31 March 2007

Forever and ever

I was having a chat with somebody at work the other day, and something she said reminded me of a couple things from my Navy days, and how the Navy can affect the rest of your life.

For instance, there was an STS2 on Jax who was looking forward quite eagerly to his EAOS. Couldn't wait to get out, and get as far away from the Navy as he could. But, he said, he did have to give the Navy credit for making him grow up.

What my conversation at work actually reminded me of, though, was the more deleterious effects the Navy had had on a couple other people, such as a girl* I knew on the tender. We were sitting in her shop one day, talking, and she said, "You know, I used to be a lady before I joined the Navy. Now? I fart, I scratch, I burp, I cuss."

Didn't seem to be much I could say to that.

Then there was Roger. Roger was another RM2 on Oly (he'd been one class - two weeks - ahead of me going through SETTs and "C" school), and he was one of those religious types. Didn't cuss, drink, smoke, or engage in any of the other activities which are often, for some reason, associated with sailors. At first, that is. After a year on the boat, he still wasn't doing any of the other things (that I knew of, anyway), but he was swearing just as much as anyone else was. He actually said "f***" more than I did, I think.

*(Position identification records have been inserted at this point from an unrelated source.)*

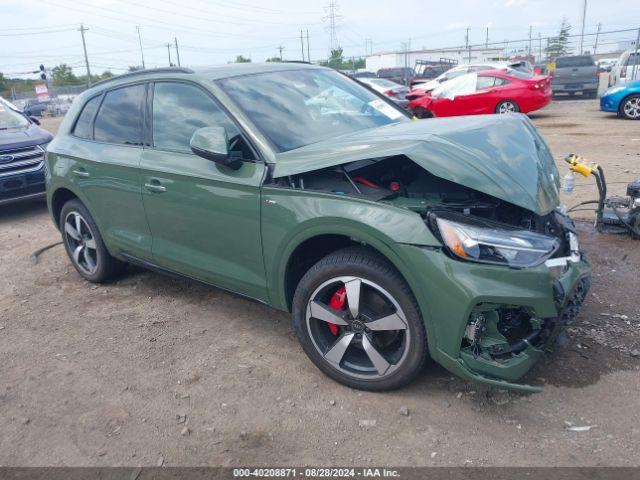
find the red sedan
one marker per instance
(493, 91)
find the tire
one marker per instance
(360, 356)
(423, 113)
(84, 244)
(630, 107)
(507, 106)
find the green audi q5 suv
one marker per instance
(389, 240)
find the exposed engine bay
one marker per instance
(401, 182)
(494, 332)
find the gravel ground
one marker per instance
(152, 370)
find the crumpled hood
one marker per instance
(23, 137)
(501, 155)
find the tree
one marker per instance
(559, 46)
(63, 75)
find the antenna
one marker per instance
(332, 15)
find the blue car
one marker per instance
(22, 148)
(622, 99)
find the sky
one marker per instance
(211, 32)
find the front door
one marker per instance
(204, 218)
(105, 166)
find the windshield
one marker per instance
(381, 82)
(294, 108)
(566, 62)
(462, 85)
(9, 118)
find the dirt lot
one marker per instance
(154, 370)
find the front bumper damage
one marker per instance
(492, 324)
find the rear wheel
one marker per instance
(358, 322)
(507, 106)
(84, 244)
(630, 107)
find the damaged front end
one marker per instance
(508, 275)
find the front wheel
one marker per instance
(358, 321)
(507, 106)
(84, 244)
(421, 112)
(630, 107)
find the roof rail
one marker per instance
(140, 72)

And then one day, around two years after he'd reported in, he put in for three or four weeks of leave in the summer so he could go home and be a counselor at church camp.

A few weeks later he was doing maintenance on something or other, and it was being uncooperative. So much so, in fact, that he finally threw down his screwdriver and said, "[Expletive Deleted]!"

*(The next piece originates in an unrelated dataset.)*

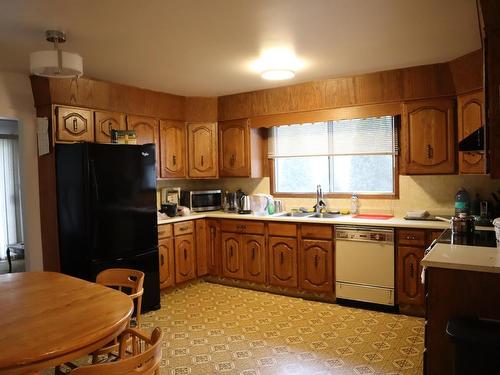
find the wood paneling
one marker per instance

"Damn, Roger," I said, looking up from the teletype. "I sure wish I could be at that church camp with you this summer. I'd just love to see their faces the first time you open your mouth and start talking like a sailor."

Lasting effects, indeed....


* Oh, all right - "woman," if you insist. But she's a good fifteen years younger than I, so at the time she really wasn't much more than half my age.